More fair than Fowler?

A review of The New Fowler’s Modern English Usage: Third Edition, edited by R W Burchfield (Oxford, 1996, $35.00 hardcover)

 

IN 1926 the first edition of Fowler’s A Dictionary of Modern English Usage broke new ground. Despite its title, MEU was not a dictionary in the conventional sense. It was a mildly eccentric yet scholarly account of the then current state of the language, aimed at those multitudinous points of detail and confusion that can puzzle even the well educated. It was intended as an aid to both correctness and clarity, and its successors and emulators (from The Complete Plain Words to The Cambridge Australian English Style Guide) have shared that purpose while often adopting a very different approach.

The primary market for such books is, surely, practising writers (whether professional writers or professionals who write). Their need is for advice or clarification when their own linguistic knowledge is stretched to its limits. Secondary markets include lovers of the language, who enjoy exploring some of its quirks and quiddities, and academic linguists, who need to keep in touch with current research into language trends. As an academic linguist, I find Burchfield’s revision valuable; as a lover of the language, I find it rewarding; as a practising writer, I find it limited. Burchfield seems to have aimed at the secondary rather than the primary market.

Practising writers need three kinds of language reference aids. They need a reliable dictionary, to help them with questions of meaning; they need a ‘house style guide’ (even if it is, by default, AGPS or Chicago), to help them with editorial issues; and they need a usage guide, to help them with stylistics — issues of choice and discretion. A guide to usage, if it is not merely to duplicate the function of a dictionary, should advise the reader on issues such as connotations, and should even venture into the realm of aesthetics. Sadly for the practising writer, Burchfield avoids aesthetics and rarely offers clear advice. He delights in accounting for variations, deviations, and changes in widely accepted standards, but all too often his explanations stop short of drawing conclusions or making recommendations. Sometimes this is mildly frustrating; at other times it is decidedly annoying.
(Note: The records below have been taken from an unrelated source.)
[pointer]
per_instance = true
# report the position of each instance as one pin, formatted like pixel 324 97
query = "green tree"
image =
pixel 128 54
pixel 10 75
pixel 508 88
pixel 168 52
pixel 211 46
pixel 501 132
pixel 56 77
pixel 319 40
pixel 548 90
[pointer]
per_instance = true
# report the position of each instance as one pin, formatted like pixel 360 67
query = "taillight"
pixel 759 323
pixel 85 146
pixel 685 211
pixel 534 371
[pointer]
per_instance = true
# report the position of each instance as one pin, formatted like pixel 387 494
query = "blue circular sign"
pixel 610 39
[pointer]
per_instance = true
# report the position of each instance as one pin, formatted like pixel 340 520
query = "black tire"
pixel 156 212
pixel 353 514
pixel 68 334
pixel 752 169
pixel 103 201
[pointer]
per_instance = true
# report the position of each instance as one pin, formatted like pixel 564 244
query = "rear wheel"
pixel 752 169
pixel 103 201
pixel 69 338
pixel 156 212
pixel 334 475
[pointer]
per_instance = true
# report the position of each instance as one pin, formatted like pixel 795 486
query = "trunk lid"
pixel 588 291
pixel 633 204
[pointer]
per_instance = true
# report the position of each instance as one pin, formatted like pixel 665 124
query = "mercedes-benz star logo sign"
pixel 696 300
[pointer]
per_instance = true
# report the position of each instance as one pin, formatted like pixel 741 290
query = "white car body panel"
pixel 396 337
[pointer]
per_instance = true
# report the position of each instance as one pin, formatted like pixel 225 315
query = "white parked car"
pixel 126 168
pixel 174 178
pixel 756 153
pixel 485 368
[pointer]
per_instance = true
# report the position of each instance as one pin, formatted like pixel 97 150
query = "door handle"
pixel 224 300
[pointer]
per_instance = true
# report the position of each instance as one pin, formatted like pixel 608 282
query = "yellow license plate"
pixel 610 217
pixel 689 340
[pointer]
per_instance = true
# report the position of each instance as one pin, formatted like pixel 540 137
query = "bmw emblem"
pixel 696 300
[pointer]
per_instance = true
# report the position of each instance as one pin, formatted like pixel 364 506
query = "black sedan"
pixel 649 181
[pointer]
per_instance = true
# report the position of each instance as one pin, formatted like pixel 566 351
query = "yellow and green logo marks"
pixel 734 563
Let me illustrate by means of his entry on century. His treatment of the conventional usage (which defines the 20th century as from 1/1/1901 to 31/12/2000) is a little confusing, but accurate. However, he then goes on to say that ‘Despite the above reckoning, in modern usage 1 January 1800 is often counted as being the first day of the 19c,… and so on.’ By failing to pronounce judgment on this common lapse of arithmetic, Burchfield is merely confusing shifts in meaning with errors in fact.

That said, I must acknowledge a strength of the book — albeit a strength that is of limited value to writers: Burchfield does give guidance on pronunciation. He fails to take notice of the widespread mispronunciation of h as haitch, but is commendably clear on differences between British and US norms.

Back on the other side of the ledger, despite dust-jacket blurb suggesting otherwise, Burchfield mentions Australian English very rarely, from either written or spoken perspectives. Writers practising their craft in Australia should buy Burchfield for interest and stimulation, by all means; but they would be better advised to buy Peters[1] for practical guidance. 


[1] P H Peters (1996): The Cambridge Australian English Style Guide, CUP.